Japanese artistic gymnast

Kazuhito Tanaka (田中 和仁, Tanaka Kazuhito) is a Japanese gymnast, Olympic silver and 3-time World medalist. Younger siblings, sister Rie Tanaka and brother Yusuke Tanaka, are both professional gymnasts.

Tanaka's first major international competition was the 2009 World Championships, where he qualified 10th to the individual all-around with a score of 86.650. In the final, he placed fourth with a score of 88.300, a tenth of a point behind third place. He won the bronze medal in the parallel bars final, scoring 15.500. Tanaka competed for the Japanese team which won the silver medal in the team-all around competition at the 2010 World Championships, contributing scores of 14.166 on still rings, 15.483 on parallel bars, and 14.433 on high bar. His team matched this feat the next year at the 2011 World Championships, where he contributed scores of 15.500 on parallel bars and 15.141 on high bar.

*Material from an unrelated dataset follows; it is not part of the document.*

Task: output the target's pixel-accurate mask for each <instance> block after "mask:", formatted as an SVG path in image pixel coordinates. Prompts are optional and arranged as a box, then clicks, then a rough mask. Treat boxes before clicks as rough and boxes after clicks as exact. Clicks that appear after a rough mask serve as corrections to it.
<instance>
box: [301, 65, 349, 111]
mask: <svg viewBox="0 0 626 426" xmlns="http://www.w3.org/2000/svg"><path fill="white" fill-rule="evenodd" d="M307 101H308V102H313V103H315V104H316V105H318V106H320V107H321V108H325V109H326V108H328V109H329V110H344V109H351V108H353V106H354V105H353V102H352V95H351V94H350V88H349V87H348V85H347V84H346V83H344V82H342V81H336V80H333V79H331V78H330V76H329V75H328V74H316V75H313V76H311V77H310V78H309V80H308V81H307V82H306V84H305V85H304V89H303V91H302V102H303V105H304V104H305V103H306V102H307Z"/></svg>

He also qualified seventh to the parallel bars final, and placed eight with a score of 15.166.

At the 2012 Olympic Games, he competed on all six apparatuses during qualification, where he qualified in twenty-second place to the individual all-around final with a total score of 86.841, was named as the third reserve for the rings final with a score of 15.100, and qualified second to the parallel bars final with a score of 15.725, .141 behind his brother Yusuke. During the team final 2012 Olympics, he contributed scores of 13.733 on floor, 13.433 on pommel horse, 15.366 on parallel bars, and 15.166 on high bar towards the Japanese team's second-place finish. In the individual all-around, Tanaka was in the silver medal position going into the final rotation, when a mistake on the pommel horse dropped him to sixth. His overall score was 89.407, a major improvement from his performance in qualification, and just over a point away from medalling. In the parallel bars final, he once again just missed out on a medal, placing fourth with a score of 15.500.